In this episode, we discuss how those in faith crisis are often at their most vulnerable and afraid, and how they can be ministered to with kindness and spiritual presence.

8 Comments

  1. Jessica

    I love this. I have had a really close friend exit the church and as their family was struggling the overwhelming advice they got on all levels was read your scriptures and pray more. Essentially making it their fault, when they were already hurting and fighting to make it work. I wish I had the words or that someone in authority had the words to help them navigate that valley.
    As for my own faith crisis, I’m still heavy into it. But this podcast was reassuring.

    1. Gina Colvin

      Loved your comment Jessica. This is the problem isn’t it? When we refuse to give faith crisis the beautiful language it deserves we make it something to be feared. I don’t think there is reason to fear it, but there is reason to be wary of those who are threatened by it. A pastor said to me recently, ‘We are all on our own faith journies and God is a part of that journey. I suppose the problems really come when church, or family etc. try to trouble that faith journey you and God are taking together. That’s when we have to dig in deep and trust the ride. It might make the church a little less ‘true’ but it might make God more present – besides which churches can afford to be made a little less true – we’ve been idolizing them for far too long.

  2. Jessica

    Wish I had run into a listening bishop like this on my way out.

    Two comments though…. I strongly dislike the phrase “it will all work out”. I think that’s easy to say when you have a reasonably pleasant life. If you are mired in generations of poverty, or a black man afraid of every police encounter or a terrified refugee or a women whose potential has been held back or any of a million really awful human situations it often doesn’t work out – and life can be long and exhausting and really sad, and saying that God will bless you in the next life for your suffering excuses those of us who have from really helping those who have not.

    When I don’t believe in a God/afterlife where all suffering is immediately rewarded then I am forced to relieve suffering right here and now.

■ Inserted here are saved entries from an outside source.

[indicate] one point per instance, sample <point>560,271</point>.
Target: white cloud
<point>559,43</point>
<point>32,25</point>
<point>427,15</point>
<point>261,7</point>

    Also interested in your statement that you were able to “reconcile” really difficult aspects of Mormonism. How do you reconcile abuse of women or really blatant racism or abusive homophobia? I was 14 when I read in Mormon Doctrine that I had been less valiant in the preexistence and that changed who I was as a person. There is no reconciling that.

    1. Gina Colvin

      Thanks for your comment! I don’t think either of us said that it everything will work out as such. Things can be as bad as they can be but we both agreed that despite what life can throw at us there is still a wide, deep abiding love for us, and all humanity. We chose to call that seat of love, God.

  3. Dot

    Thank you for this podcast Gina. I left the church at the age of 68 in a huge huff in November 2015, but was never a born- or cultural Mormon. I was just fed up with the spin and lack of love, and ended up uncovering more than I went looking for. But I still feel loss and sadness and there was nobody to sit with me through my pain, as Matt is doing. Being spiritually present with someone must be the greatest of all comforts, and if I could Hie to Seattle I would!

    I appreciate the balance and empathy that I felt coming from this interview. So, so much!

    I look forward to you and Bill together Gina.